Exemplos práticos ajudam a dimensionar o impacto da MP. Uma transportadora com faturamento anual de R$ 500 milhões perdeu até R$ 50 milhões em 2024 por conta da alta de fretes e inadimplência. Com a nova medida, poderá recuperar R$ 10 milhões em caixa em poucas semanas, suficientes para recompor pagamentos, manter frota rodando e evitar cortes de pessoal. Um frigorífico médio, com receita de R$ 1 bilhão, pode destravar R$ 100 milhões em liquidez via diferimento tributário, preservando 2 mil empregos diretos, assegurando o pagamento a fornecedores e garantindo continuidade da produção.
Impacto imediato – O impacto da crise tarifária e logística não se restringe às empresas: ele já chegou ao bolso da população. Entre abril de 2024 e abril de 2025, o preço da cesta básica subiu de 3,9% a 10,5% em 15 capitais. Em São Paulo, o valor alcançou R$ 909,25, consumindo mais de 64% do salário mínimo líquido. Sem medidas de socorro, alertam especialistas, a inflação dos alimentos poderia acelerar ainda mais, pressionada pelo frete caro e pela quebra de contratos de exportação.
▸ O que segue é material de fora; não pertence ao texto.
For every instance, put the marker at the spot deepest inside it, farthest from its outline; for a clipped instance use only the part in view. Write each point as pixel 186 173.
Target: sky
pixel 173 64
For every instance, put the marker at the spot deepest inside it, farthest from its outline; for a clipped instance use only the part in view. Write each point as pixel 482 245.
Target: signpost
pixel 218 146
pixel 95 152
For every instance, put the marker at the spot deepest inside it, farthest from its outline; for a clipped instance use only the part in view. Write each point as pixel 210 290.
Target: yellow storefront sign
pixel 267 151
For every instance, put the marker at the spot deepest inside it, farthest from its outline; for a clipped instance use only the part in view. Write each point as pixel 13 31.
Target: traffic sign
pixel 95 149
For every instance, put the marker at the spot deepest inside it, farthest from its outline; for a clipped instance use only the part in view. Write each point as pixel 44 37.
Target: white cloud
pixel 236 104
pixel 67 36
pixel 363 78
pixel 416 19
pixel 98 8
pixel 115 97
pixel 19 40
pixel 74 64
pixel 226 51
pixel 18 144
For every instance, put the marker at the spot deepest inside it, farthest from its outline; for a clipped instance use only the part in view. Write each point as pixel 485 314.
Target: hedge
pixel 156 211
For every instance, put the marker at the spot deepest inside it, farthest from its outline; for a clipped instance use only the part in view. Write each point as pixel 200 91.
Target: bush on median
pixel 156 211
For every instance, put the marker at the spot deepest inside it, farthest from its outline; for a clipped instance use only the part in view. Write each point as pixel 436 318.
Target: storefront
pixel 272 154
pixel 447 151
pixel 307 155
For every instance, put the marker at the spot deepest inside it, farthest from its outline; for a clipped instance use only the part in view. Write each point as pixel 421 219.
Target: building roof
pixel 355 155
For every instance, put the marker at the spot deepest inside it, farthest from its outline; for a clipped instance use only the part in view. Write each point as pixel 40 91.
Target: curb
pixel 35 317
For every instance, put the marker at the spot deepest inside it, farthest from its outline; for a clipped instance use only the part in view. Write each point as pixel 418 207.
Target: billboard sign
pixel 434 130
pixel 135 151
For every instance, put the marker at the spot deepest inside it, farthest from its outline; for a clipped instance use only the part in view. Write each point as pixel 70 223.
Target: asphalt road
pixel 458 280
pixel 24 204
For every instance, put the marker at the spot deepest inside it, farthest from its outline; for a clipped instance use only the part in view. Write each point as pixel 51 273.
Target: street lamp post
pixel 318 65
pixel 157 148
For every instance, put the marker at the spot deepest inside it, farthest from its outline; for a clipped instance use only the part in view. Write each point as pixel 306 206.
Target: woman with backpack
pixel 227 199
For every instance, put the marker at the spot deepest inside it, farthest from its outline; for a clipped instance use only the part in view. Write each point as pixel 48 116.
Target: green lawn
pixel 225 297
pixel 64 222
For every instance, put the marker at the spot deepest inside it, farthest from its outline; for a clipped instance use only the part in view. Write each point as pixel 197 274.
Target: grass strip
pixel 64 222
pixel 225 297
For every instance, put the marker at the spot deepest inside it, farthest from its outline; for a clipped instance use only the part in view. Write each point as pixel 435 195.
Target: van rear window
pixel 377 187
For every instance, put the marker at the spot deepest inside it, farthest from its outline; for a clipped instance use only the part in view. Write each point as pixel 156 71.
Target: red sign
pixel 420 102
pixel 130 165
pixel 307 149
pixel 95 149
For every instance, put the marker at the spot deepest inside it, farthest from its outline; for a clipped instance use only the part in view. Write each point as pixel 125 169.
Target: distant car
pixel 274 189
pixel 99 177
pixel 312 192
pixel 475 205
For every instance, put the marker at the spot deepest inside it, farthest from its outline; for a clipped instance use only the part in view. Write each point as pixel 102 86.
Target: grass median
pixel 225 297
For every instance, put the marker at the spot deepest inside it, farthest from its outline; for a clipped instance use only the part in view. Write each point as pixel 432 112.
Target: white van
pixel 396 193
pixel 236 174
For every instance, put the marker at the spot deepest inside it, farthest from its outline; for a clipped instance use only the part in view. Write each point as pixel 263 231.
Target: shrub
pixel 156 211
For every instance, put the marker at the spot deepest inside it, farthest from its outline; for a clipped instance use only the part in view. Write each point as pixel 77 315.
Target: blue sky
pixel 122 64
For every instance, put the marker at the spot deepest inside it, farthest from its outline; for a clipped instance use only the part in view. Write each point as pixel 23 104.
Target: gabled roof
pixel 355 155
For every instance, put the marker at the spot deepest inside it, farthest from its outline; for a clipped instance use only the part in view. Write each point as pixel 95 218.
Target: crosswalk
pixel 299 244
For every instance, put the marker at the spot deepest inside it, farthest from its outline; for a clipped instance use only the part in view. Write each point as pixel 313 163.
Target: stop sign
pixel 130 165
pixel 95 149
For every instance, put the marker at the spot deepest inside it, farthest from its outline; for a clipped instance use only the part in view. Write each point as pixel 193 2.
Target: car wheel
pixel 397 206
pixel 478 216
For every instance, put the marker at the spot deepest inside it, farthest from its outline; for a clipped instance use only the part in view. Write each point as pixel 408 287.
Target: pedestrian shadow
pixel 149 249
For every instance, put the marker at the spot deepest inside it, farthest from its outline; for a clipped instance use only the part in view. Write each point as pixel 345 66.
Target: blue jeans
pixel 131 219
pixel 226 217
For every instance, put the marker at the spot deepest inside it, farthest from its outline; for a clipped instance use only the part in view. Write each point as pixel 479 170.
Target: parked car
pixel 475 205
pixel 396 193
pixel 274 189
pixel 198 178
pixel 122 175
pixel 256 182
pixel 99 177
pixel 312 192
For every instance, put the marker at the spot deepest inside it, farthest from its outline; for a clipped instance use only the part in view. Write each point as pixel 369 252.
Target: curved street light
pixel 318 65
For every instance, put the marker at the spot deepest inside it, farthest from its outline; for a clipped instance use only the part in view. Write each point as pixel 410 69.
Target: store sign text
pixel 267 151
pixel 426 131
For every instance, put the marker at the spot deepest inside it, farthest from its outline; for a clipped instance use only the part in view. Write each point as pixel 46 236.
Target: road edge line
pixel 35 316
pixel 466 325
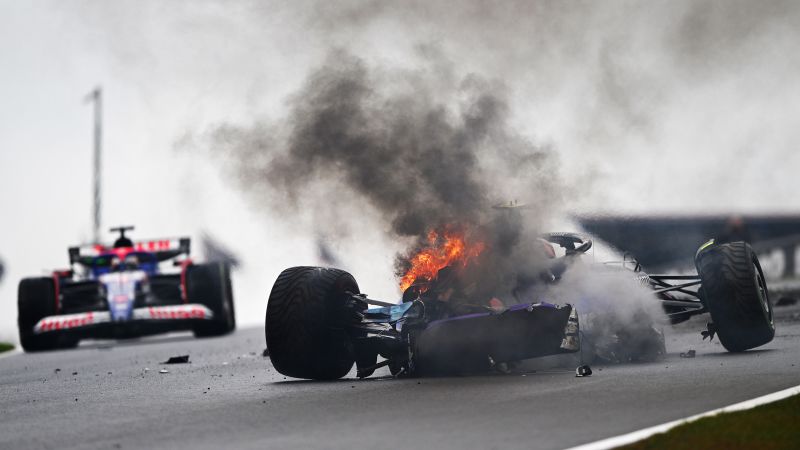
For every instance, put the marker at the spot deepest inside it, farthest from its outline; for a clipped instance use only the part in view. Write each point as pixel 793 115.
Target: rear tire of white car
pixel 736 295
pixel 303 336
pixel 36 300
pixel 210 285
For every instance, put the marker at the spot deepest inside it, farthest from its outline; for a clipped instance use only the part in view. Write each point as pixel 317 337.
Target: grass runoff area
pixel 772 426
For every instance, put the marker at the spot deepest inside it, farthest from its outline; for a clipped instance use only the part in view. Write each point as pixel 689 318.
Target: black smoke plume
pixel 425 149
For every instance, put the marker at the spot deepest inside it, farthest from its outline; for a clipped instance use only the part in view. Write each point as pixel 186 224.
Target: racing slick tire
pixel 36 299
pixel 210 285
pixel 303 338
pixel 736 295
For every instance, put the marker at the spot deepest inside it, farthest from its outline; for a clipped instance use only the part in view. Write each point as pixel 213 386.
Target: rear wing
pixel 163 249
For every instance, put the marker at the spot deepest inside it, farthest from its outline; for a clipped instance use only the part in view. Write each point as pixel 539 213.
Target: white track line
pixel 647 432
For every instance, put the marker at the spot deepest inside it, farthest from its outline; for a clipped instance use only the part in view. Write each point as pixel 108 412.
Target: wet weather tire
pixel 735 293
pixel 304 338
pixel 210 285
pixel 36 300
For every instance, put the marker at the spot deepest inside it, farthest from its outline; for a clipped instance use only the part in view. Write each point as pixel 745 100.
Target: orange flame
pixel 451 249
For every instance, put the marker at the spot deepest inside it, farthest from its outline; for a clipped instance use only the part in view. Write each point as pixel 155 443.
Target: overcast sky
pixel 691 106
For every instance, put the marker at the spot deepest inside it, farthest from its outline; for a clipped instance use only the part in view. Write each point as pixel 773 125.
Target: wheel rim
pixel 763 295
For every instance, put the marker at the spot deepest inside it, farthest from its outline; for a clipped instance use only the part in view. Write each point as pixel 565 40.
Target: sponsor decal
pixel 179 312
pixel 70 321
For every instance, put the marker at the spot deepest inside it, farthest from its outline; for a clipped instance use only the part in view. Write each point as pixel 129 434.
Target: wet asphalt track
pixel 230 397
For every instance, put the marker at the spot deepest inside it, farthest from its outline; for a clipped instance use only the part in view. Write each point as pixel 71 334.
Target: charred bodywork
pixel 318 324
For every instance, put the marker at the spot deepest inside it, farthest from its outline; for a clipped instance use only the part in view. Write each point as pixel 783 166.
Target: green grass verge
pixel 772 426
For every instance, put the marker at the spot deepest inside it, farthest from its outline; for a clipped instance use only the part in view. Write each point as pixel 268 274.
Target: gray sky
pixel 691 106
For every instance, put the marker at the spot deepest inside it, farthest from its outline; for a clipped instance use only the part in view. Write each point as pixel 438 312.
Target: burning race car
pixel 121 291
pixel 318 324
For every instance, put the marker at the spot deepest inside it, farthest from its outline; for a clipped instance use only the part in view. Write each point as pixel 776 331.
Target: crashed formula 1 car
pixel 123 291
pixel 318 324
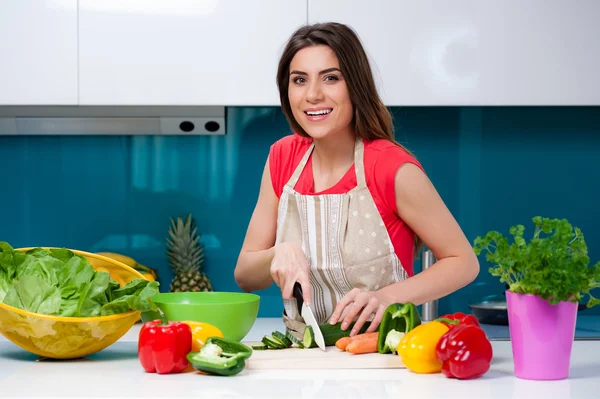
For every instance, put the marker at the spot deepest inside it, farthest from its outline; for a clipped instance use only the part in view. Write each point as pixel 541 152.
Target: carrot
pixel 342 343
pixel 365 344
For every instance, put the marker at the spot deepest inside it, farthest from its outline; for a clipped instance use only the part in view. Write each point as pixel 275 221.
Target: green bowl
pixel 234 313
A medida já está em vigor, mas precisa ser aprovada pelo Congresso em até 120 dias. Negociações com a bancada ruralista e a oposição prometem ser complexas, especialmente porque o diferimento de tributos pode adiar em até R$ 15 bilhões a arrecadação federal, exigindo compensações. Se conseguir atravessar essas barreiras, a MP terá condições de não apenas conter os efeitos imediatos da crise, mas inaugurar uma nova fase de previsibilidade tributária. Para as empresas, isso significa caixa e confiança; para o país, preservação de empregos, controle da inflação e reposicionamento no comércio internacional.